Students in the SMT Specialization are expected to obtain a broad background that enables them to relate issues in science, mathematics, and technology education to one another and then to specialize in one of these areas or in some particular interdisciplinary specialty. Technology in Education includes both the use of technology, especially new computer-based information and communication technologies, for educational purposes and also education of students about technology in society and its relations to science and mathematics.

Each semester students will take one or two Area Seminars in SMT and, under the guidance of an adviser and a Studies Committee, will complement these with other electives and guided independent study courses. With approval, it is possible to take graduate courses in the natural sciences, mathematics, and computer science, or in instructional technology, as part of an SMT studies specialization.

Area Seminars in Mathematics, Science, and Technology Education (3 credits each semester)

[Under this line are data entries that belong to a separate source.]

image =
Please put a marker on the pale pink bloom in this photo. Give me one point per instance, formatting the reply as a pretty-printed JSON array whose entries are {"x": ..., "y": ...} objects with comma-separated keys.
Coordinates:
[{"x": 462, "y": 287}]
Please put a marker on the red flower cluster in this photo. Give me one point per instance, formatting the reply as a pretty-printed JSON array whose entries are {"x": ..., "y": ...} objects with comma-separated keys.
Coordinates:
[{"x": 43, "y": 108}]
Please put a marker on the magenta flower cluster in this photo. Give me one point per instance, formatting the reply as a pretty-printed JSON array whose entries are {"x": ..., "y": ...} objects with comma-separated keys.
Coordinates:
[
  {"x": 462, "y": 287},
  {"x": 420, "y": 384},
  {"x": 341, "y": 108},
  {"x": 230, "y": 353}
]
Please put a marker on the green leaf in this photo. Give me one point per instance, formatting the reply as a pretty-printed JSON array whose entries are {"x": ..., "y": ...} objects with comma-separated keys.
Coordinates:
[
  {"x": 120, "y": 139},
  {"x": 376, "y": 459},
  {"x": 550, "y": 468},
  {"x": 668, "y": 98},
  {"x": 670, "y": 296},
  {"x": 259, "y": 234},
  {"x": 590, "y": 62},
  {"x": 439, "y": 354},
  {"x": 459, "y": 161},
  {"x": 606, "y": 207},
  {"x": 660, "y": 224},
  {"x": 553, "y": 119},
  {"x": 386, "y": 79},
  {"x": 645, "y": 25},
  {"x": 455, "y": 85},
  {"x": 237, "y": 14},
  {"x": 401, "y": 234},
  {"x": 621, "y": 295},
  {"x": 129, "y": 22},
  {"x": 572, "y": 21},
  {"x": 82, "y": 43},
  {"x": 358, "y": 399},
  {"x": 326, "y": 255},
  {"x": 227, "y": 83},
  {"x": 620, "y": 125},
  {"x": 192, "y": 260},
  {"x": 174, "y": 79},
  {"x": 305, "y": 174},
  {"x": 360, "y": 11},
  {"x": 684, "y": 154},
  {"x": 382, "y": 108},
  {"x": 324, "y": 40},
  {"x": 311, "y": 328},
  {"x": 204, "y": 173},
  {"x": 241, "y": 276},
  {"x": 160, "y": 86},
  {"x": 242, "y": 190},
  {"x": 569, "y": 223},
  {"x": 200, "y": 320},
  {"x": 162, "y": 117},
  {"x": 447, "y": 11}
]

This seminar provides opportunity for discussion of contemporary research issues in the fields of mathematics, science, and technology in education. Each semester one or two special topics will be selected as the focus of the work of the seminar. Prospective topics include:

  • Urban systemic reform initiatives and new curriculum standards
  • Improving quantitative and mathematical modes of reasoning
  • The role of language and visual and mathematical representations in SMT education
  • Critical use of new information and communication technologies
  • Alternative approaches to the assessment of learning in SMT education
  • Integration of mathematical and scientific literacy within the total school curriculum
  • Research on constructivism and conceptual change in SMT education
  • HPS, SST, and the new social studies of science, mathematics, and technology
  • The role of student identity and community attitudes in SMT learning

SMT Research Focus Areas

Teacher Preparation and Student Achievement

Preparation of teachers for K-12 SMT education; implications of new curriculum standards and higher expectations for student achievement; partnerships and collaboration between schools and universities; integrating SMT education with learning in other subject areas.

How can university SMT departments and programs in education most effectively collaborate in the preparation of teachers for K-12 SMT education?

How can we promote effective forms of curriculum articulation and partnerships in SMT education along the urban-education K-16 continuum (e.g., school-to-college transition; university, school, community, and corporate partnerships; comparisons of secondary school and adult education programs and innovations)?

What are the most effective approaches in SMT teaching and curriculum, and the preparation of teachers of SMT education, needed to increase student achievement across the full spectrum of culturally diverse urban populations and to implement systemic reform?

How can we effectively integrate SMT education with learning in other subject areas (e.g., science with writing and language arts, mathematics with arts and social studies education)?

New Technologies for Science and Mathematics Education

Opportunities and challenges of new information technologies for the teaching and learning of science and mathematics, and the preparation and development of teachers in SMT education; evaluating critiques of technology in science and mathematics education; educational relevance of changing relations of science, mathematics, technology, and society in historical and contemporary perspective; policy issues in the use of new information technologies in K-16 education.

What are the relative advantages of face-to-face learning with a human teacher, independent or group exploration in a laboratory setting, and synchronous and asynchronous collaborative interaction with intelligent information technologies? How can these approaches be most effectively combined in classroom-based distance-education or open-learning models to promote learning by various categories of students?

How can we best assure equality of educational opportunity in relation to access and use of new information technologies in education?

How has the development of material and symbolic technologies changed the processes of learning and investigation in mathematics and the natural sciences historically? And how are they being changed today? What implications does understanding of these processes have for the teaching of science and mathematics?

How can we teach students to evaluate critically various claims about the relationships among mathematics, science, technology, society, and culture in prior historical periods and today?